A local LLM-powered agentic coding assistant with smart 3-model routing (27B + 14B + 1.5B). Replaces cloud-dependent AI assistants with a fully self-hosted solution running on CPU — no GPU required.
Most AI coding assistants (OpenCode, Cursor, etc.) waste 14,000+ tokens on system prompts before you even type a word. CodeAgent uses a smart router that injects only relevant tools per request, keeping system prompts under 1,000 tokens — making it practical to run on local quantized models.
- Smart 3-Model Router: 1.5B classifies → routes to 27B Opus (coding/EBS), 14B (system), or 1.5B (greetings)

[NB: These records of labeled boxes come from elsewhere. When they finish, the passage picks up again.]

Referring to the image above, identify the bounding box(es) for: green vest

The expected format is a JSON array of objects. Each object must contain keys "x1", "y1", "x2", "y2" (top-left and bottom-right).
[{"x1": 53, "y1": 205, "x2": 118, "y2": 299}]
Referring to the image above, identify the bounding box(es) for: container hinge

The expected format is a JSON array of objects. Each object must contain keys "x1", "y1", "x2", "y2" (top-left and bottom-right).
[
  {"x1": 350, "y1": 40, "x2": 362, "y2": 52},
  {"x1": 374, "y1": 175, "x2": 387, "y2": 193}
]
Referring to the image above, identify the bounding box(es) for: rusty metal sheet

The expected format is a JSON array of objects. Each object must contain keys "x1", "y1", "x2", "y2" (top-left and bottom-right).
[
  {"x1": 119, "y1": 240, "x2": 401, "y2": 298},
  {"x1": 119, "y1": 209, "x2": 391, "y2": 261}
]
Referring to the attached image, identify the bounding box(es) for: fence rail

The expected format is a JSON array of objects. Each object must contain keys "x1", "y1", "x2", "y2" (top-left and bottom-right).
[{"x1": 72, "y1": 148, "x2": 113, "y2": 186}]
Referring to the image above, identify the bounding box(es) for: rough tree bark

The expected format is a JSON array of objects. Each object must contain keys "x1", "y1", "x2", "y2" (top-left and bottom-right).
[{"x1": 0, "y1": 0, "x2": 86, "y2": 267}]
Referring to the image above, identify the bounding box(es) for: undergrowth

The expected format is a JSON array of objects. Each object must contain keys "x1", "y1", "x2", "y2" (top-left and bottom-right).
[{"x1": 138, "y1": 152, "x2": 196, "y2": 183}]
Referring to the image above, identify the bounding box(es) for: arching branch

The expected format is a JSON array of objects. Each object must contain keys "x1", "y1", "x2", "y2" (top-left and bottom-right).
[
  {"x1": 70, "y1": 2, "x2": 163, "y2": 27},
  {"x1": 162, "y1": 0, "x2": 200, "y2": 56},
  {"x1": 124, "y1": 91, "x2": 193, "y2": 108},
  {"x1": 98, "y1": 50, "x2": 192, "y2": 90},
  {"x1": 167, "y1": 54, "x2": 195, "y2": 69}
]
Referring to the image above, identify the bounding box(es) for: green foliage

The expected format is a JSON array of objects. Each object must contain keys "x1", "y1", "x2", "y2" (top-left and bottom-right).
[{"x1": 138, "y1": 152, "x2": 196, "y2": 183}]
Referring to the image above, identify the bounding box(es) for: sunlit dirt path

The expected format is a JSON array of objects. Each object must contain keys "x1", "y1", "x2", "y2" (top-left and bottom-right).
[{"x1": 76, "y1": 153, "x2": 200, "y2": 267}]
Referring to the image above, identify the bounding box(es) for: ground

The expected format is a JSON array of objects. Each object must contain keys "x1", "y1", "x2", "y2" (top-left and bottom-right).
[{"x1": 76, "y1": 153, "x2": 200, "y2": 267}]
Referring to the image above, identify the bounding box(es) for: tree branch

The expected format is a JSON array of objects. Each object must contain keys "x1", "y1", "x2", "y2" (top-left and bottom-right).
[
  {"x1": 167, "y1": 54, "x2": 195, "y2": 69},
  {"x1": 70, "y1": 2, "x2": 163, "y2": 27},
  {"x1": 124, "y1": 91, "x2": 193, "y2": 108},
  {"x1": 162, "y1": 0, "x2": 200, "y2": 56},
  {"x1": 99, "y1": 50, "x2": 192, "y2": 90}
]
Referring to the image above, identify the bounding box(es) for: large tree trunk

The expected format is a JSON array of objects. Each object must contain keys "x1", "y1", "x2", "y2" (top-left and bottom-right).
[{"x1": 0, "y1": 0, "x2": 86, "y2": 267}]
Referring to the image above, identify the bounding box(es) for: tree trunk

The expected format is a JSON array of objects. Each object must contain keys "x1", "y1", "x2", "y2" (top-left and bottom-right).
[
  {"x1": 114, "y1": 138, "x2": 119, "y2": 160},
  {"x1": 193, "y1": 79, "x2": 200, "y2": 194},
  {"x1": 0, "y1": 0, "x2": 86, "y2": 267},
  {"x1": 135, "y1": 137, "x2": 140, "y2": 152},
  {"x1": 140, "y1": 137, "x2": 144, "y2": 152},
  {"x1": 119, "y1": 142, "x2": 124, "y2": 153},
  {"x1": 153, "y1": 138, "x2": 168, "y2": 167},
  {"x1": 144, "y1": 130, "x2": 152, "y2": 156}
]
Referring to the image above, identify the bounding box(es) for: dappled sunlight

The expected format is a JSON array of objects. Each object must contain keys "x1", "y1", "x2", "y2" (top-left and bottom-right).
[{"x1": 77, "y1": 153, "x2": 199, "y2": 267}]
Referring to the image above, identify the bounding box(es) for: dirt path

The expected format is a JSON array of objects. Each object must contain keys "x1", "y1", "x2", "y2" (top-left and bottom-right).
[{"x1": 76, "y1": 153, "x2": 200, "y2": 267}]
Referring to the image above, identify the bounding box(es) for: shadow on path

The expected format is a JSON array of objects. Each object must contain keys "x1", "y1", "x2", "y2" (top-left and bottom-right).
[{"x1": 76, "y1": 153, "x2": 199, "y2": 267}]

- Agentic Tool Loop: LLM calls tools, gets results, reasons, calls more tools — like a real agent
- 13 Built-in Tools: bash, file read/write/edit, glob search, git, Oracle DB, EBS module guide
- Parallel Multi-Worker Terminals: Up to 5 concurrent bash workers with tabbed UI, each with its own persistent shell session — like tmux split panes in a browser
- Tool Approval System: Every tool call requires user approval before execution (Allow/Deny)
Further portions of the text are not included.